We're using ldap authentication with authorization mapping ldap groups to roles, and stumbled on a strange behavior.

If you attempt to login with an incorrect password, it correctly rejects you and returns you to the login screen. However, if you attempt to login and leave the password blank, it triggers a different form error indicating the password may not be blank -- but it also successfully creates a user session -- which means you can navigate to pages as if you had logged in.

To make sure there wasn't something odd going on with our Drupal installation or core settings, I disabled ldap and logged in as a standard Drupal user -- it correctly redirects me to the login and prevents a session in either scenario. So something in the ldap config or code is causing this to happen. I've combed through the config but can't find anything that might cause this. Anyone else run into it?

Comments

lcdservices’s picture

I've traced the code, but get a little lost in the ldap authentication. What I see is that we reorder the validations in form_alter, so that the core user module validates first. With an empty password, that validation is completely skipped (it only processes validation if both name and password are not empty).

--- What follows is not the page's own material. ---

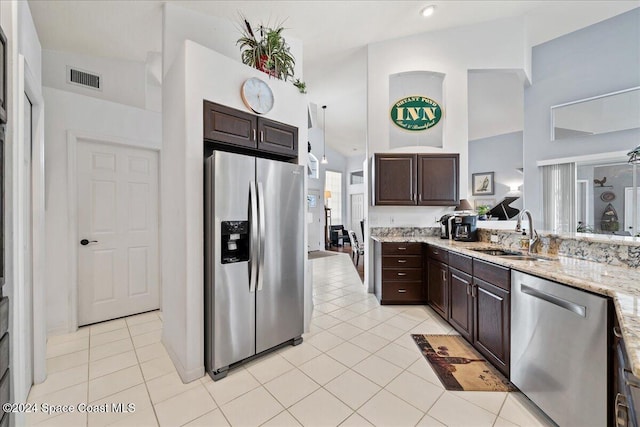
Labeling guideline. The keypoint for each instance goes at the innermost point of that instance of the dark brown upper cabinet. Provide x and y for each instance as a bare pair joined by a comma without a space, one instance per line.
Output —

So then it validates with _ldap_authentication_user_login_authenticate_validate. I'm guessing that somewhere in there it's simply not accounting for an empty password, or our ldap server is passing back a success on the ldap username search alone...?

Anyway, Drupal disallows an empty password regardless (but the native form error on the password field is thrown after the session is created, so it's useless in this context) -- why can't we just check for the existence of the password at the beginning of _ldap_authentication_user_login_authenticate_validate and return false if it's empty? That saves us the expense of processing the rest of the code and is a safer solution.

johnbarclay’s picture

Priority: Normal » Critical

Your suggestion is right on. Check for empty password in the ldap code. We can't rearrange the order of the validation, because drupal core user module validation isn't implemented correctly.

johnbarclay’s picture

Status: Active » Postponed (maintainer needs more info)

I can't reproduce this. Can you do the following:

- give more details on your configuration and any other authentication modules in use.
- if you are able to trace php, see where in ldap_authentication.inc _ldap_authentication_user_login_authenticate_validate the function is exited that would help. Also check if $form_state['uid'] has a value going into the function.

If you can't trace php, you can enable ldap_help and detailed logging and attach the watchdog log from authentication, that would help.

Attached is a patch for 7.x-2.0-dev that could be hand applied to 7.x-1.x also. It has a couple more checks for empty passwords, for non sso cases. We can't just check for empty passwords because of sso.

johnbarclay’s picture

Title: login with empty password creates user session » LDAP Authentication: login with empty password creates user session
Status: Postponed (maintainer needs more info) » Closed (duplicate)

The patches to the 7.x-2.x-dev and 7.x-1.x-dev dealt with this. This was a result of a similar issue #1920094: ldap authentication: allow login with null byte - null byte attack which at its root was en empty password fooling ldap binding into using an anonymous bind. Please test, but continue on that issue.